In most of the cases you'll use sourceDir, buildDir and watch. Here's a table exaplaining each of fields:

| Field | Required | Description | Default value | | ----------- | ----------- | ----------- | ----------- | | sourceDir | required | The location of your app's source code | None. You have to pass that. | | buildDir | required | The location where Forket will create the server and client version of your code | None. You have to pass that. | | serverDirName | optional | The name of the folder for the server version of your code. | "server" | | clientDirName | optional | The name of the folder for the client version of your code. | "client" | | serverActionsEndpoint | optional | The path at your HTTP server that will handle the server actions requests. | "/@forket" | | clientCopyableFiles | optional | While Forket is splitting your source code there are type of files that simply need to be copied over. | Some long list of file extensions. | | watch | optional | Someone needs to watch your source folder for changes and run the splitting over and over again. If you set this to true you'll get that. You usually want this on when you are developing locally. | false | | printGraph | optional | Forket renderes a nice graph showing your components and their dependencies. | false | | enableLogging | optional | If you want to silent Forket in the terminal and in the browser set this to false | true |

Where to start

To get an idea of how it works jump to some of the examples. For example the basic one. Install the dependencies via npm install and run npm run dev. Then open http://localhost:8087. Notice how the build pipeline is done in the dev.js file and how the server.js looks like.

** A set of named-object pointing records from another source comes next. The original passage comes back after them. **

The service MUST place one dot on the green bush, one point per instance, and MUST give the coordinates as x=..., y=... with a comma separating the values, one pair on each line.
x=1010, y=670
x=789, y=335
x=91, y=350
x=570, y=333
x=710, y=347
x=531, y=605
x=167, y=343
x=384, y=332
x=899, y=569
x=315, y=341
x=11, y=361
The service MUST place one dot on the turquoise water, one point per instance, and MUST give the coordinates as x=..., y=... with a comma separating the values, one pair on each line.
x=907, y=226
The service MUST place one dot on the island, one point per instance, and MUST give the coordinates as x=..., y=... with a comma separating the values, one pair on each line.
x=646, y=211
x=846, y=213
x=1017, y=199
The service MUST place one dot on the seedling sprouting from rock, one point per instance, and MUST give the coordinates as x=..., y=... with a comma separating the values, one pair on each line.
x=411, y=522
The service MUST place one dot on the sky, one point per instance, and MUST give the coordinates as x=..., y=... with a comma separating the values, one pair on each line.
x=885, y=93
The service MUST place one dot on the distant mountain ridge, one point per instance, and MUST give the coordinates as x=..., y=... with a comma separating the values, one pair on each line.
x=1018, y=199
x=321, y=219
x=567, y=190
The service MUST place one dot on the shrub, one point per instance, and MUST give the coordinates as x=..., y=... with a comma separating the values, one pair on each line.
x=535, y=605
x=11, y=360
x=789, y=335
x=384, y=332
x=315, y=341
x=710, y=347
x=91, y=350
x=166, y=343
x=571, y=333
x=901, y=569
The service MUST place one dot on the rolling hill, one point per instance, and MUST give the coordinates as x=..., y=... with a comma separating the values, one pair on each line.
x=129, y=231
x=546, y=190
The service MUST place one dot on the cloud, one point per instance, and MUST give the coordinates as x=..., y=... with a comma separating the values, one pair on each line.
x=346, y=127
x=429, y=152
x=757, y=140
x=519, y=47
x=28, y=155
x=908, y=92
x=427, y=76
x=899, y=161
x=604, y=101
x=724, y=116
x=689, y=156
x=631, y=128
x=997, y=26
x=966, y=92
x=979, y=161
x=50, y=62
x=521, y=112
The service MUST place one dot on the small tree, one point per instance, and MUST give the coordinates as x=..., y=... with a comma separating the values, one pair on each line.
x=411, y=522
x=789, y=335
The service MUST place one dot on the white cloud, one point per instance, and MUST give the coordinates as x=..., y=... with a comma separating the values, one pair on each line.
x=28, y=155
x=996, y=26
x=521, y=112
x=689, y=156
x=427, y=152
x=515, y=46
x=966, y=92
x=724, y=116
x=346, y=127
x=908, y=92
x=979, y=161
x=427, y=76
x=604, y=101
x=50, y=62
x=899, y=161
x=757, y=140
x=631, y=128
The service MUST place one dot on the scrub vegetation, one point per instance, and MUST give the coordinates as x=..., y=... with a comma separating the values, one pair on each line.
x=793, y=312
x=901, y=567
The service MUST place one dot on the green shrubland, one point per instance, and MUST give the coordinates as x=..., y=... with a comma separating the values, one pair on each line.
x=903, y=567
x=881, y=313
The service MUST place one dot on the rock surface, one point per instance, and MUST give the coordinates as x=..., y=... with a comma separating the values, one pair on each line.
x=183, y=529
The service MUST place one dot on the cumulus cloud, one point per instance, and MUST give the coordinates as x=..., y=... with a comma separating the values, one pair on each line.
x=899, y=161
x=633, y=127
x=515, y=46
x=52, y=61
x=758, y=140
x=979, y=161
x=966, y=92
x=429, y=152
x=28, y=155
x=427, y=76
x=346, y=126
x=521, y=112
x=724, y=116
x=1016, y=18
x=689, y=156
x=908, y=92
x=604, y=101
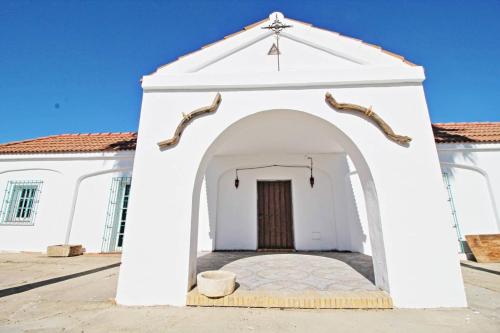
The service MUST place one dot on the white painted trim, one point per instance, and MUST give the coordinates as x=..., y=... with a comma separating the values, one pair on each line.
x=228, y=53
x=464, y=147
x=488, y=184
x=364, y=75
x=30, y=169
x=343, y=55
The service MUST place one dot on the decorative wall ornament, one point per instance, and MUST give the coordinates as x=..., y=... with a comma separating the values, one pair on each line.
x=187, y=119
x=401, y=139
x=276, y=27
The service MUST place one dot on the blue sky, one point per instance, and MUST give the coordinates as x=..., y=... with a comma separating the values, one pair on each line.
x=74, y=66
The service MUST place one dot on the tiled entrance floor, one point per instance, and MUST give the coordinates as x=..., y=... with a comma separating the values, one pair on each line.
x=300, y=279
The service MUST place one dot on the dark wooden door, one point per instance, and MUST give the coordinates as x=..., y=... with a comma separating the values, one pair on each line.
x=274, y=214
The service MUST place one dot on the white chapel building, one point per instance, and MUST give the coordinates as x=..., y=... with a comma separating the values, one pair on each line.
x=283, y=136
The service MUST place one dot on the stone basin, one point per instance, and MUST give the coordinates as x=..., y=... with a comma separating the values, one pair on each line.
x=216, y=283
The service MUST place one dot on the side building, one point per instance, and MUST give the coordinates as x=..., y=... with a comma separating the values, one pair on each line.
x=70, y=188
x=74, y=188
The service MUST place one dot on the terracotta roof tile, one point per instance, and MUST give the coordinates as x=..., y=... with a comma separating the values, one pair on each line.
x=487, y=132
x=73, y=143
x=466, y=132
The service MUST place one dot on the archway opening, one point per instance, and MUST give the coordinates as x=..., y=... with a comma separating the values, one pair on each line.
x=337, y=212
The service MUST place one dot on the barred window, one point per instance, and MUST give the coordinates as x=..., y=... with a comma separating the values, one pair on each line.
x=20, y=202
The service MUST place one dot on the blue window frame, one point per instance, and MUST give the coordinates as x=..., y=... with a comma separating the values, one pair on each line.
x=114, y=230
x=20, y=202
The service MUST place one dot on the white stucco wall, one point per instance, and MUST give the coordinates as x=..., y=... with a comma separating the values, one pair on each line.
x=401, y=196
x=474, y=175
x=60, y=174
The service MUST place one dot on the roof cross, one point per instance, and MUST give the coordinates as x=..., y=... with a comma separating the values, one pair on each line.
x=277, y=27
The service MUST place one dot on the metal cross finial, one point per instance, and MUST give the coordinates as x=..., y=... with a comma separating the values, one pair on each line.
x=277, y=26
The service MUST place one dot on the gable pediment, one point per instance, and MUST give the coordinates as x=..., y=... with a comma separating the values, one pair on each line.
x=301, y=47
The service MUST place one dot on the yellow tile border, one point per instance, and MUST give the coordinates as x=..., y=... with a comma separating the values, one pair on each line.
x=310, y=299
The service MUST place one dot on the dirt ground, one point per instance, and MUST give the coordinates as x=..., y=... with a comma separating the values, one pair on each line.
x=40, y=294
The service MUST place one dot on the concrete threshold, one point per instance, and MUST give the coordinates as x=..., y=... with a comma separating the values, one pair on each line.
x=309, y=299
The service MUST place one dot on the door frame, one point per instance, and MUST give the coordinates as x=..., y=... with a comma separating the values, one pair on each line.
x=257, y=209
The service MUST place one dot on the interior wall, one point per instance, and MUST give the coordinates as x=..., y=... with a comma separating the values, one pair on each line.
x=325, y=217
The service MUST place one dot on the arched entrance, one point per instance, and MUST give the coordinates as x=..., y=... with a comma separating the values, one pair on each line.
x=325, y=216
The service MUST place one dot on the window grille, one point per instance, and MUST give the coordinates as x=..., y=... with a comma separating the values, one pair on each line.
x=451, y=201
x=20, y=202
x=114, y=230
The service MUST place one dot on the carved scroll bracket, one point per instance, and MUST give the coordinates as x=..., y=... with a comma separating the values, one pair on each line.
x=401, y=139
x=187, y=119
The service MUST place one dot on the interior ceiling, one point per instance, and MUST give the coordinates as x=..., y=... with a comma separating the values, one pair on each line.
x=278, y=131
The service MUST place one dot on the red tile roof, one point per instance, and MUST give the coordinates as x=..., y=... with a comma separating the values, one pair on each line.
x=109, y=142
x=466, y=132
x=73, y=143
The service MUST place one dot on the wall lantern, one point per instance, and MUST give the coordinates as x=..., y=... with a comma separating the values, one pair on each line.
x=236, y=181
x=310, y=167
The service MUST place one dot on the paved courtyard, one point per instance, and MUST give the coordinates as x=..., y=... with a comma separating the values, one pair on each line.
x=319, y=271
x=39, y=294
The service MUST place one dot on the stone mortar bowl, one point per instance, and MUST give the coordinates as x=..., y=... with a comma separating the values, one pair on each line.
x=216, y=283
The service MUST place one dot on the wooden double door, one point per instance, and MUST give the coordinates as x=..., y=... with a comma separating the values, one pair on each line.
x=274, y=215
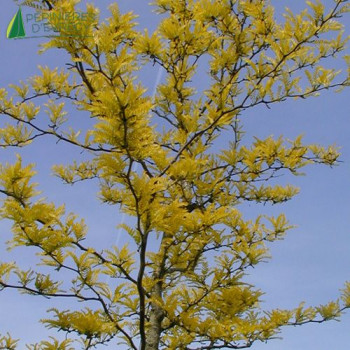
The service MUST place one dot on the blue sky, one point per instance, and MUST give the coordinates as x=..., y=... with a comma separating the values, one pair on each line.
x=310, y=265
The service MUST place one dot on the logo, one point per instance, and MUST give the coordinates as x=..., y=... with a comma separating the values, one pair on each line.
x=46, y=23
x=16, y=27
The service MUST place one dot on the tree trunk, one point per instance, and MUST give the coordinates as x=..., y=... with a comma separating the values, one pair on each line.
x=156, y=317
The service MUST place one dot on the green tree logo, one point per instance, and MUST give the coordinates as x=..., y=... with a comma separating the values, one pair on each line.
x=16, y=28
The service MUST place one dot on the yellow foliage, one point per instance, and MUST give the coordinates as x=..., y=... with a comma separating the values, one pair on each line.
x=180, y=282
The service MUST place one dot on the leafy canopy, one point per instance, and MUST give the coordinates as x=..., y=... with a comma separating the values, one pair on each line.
x=180, y=283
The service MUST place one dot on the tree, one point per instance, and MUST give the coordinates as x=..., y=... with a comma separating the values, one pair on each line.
x=180, y=283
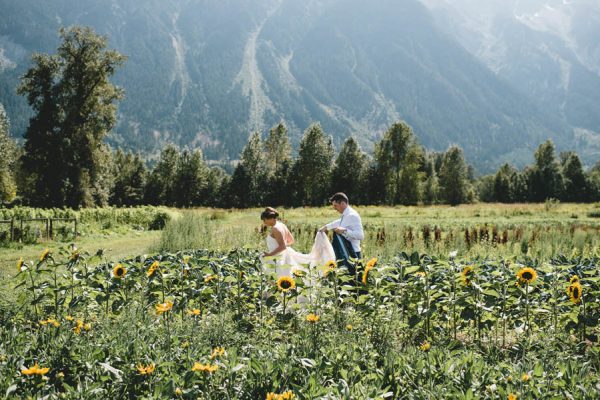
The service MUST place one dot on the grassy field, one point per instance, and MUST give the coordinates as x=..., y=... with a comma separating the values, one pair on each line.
x=192, y=312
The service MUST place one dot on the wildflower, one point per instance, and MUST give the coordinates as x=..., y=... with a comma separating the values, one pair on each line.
x=217, y=352
x=152, y=269
x=50, y=321
x=285, y=284
x=313, y=318
x=204, y=368
x=163, y=307
x=119, y=271
x=44, y=254
x=145, y=370
x=371, y=263
x=575, y=291
x=466, y=275
x=78, y=325
x=330, y=267
x=35, y=370
x=527, y=275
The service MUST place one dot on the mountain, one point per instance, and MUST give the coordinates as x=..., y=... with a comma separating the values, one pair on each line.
x=206, y=74
x=548, y=49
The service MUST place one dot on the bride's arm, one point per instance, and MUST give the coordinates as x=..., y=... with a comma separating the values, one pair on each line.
x=278, y=235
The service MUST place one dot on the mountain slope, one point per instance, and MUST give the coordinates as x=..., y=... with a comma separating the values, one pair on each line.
x=206, y=74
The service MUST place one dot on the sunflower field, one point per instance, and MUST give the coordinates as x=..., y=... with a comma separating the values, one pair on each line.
x=219, y=325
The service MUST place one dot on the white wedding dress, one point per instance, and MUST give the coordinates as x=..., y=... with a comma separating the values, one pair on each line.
x=289, y=260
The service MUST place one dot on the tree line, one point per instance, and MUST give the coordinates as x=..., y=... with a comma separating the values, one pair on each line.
x=65, y=161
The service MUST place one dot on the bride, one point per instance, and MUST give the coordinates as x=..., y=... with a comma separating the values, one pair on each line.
x=286, y=259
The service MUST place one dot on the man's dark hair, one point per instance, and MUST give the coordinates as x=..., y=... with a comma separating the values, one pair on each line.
x=339, y=197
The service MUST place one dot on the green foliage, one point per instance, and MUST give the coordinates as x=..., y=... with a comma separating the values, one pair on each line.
x=399, y=158
x=311, y=173
x=8, y=150
x=418, y=327
x=455, y=188
x=349, y=172
x=73, y=100
x=130, y=176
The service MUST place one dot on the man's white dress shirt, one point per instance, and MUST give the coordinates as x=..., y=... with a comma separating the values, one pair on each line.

You probably currently rely on something like Vite or Webpack. There are examples of those too. The main idea is to make Forket work before your current building steps. Trying to inject it into what you have at the moment will be a challenge.

Running tests

> npm install
> npm run test
> npm run test -- --spec=01

Caveats

I'm quite happy with the result so far. The libarry is supporting almost everything that is listed into the official docs. However, to make all this work at a decent level I had to make some compromises. Here's the list:

  • You can’t have nester client boundaries or in other words nested islands.
  • There is an additional div with display: content for the root client components. So, no effect on your layout but there may be problems with some CSS selectors.
  • The server’s entry point also need to be processed by Forket. This means that it needs to be inside the src directory. Usually that's the case but who knows.
  • There must be at least one file in the root directory with “use client” directive. Forket need to inject some client-side utilities in order to operate.
  • The client entry points (the components that have “use client” need to default export a component)
  • Your http server should provide a parsed body in the request object. Or in other words “request.body”. Usually you have this already set up.